Colonel of the Orange County Militia
To begin, John Hathorn, who is buried in Warwick Cemetery, was appointed as colonel of the Orange County Militia in 1776. He was the commander in that historic Battle of Minisink.
Wounded during battle, Hathorn, chased by Indians enlisted by the British, fled to the home in Warwick that he and his wife Elizabeth had built in 1773.
Sylvia Kubasiak and her husband, Arek Kwapinski, now own that same property, located on Hathorn Road just off Route 94 and County 1.
The Hathorn House, which they are currently restoring, is listed on the National Register of Historic Places.

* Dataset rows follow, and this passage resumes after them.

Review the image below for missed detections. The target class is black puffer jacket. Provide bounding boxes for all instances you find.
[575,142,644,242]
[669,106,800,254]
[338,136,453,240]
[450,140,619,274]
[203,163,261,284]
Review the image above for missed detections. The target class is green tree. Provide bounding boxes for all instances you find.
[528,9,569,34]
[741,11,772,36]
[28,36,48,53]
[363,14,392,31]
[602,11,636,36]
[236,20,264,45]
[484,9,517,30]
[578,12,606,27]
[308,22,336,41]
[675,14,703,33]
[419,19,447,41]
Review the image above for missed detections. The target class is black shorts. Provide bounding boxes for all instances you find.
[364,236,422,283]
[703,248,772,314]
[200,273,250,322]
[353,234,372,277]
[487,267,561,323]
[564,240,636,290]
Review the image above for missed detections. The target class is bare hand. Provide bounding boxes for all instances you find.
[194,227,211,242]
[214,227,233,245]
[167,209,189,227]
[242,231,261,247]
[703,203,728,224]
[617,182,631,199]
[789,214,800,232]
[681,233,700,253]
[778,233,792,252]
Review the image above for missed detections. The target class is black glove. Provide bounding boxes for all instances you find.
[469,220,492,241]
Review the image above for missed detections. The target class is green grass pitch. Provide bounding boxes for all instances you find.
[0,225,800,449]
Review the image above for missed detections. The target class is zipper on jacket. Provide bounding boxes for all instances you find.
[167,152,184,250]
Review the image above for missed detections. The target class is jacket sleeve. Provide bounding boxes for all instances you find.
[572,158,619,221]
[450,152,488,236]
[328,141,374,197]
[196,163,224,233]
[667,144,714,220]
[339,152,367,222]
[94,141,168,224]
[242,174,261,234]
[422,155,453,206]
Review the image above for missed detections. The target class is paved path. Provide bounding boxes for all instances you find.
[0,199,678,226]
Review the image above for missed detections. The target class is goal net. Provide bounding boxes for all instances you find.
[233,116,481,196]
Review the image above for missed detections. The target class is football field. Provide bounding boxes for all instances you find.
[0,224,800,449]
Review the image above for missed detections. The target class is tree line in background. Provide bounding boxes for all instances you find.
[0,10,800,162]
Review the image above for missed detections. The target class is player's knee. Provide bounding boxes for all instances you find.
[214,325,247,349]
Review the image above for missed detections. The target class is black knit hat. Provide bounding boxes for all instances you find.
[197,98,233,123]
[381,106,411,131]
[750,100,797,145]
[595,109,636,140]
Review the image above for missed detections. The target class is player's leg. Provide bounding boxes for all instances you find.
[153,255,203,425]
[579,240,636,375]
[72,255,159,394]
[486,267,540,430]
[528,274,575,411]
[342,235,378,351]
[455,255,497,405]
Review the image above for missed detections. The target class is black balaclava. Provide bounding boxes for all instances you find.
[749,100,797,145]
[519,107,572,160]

A wedding present, made in Paris
In 1807 General Hathorn's daughter Catherine married James B. Post.A set of dishes, made in Paris sometime between 1800 and 1805 by one of the factories known as Vieu Paris Factories, was a wedding present from Hathorn.
When Catherine and James Post went west, they wrapped the dinner service in straw. It was considered their most prized possession.
A call from Arizona
The dishes were still considered the most prized possession of Hathorn descendant Catherine Cornelia Thompson of Tucson, Arizona, who contacted the Warwick Historical Society to find out if there was any interest in caring for this family collection.
The society accepted the gift but felt the real home should be the old stone house where General Hathorn lived.
And so on July 22, Warwick Historical Society Executive Director Nora Gurich directed that presentation of the dishes to be on loan in the Hathorn House Museum Room
.Sue Gardner, secretary of Friends of Hathorn House, an organization formed to preserve the historic home, accepted the dishes on behalf of the new owners, who were away at that time.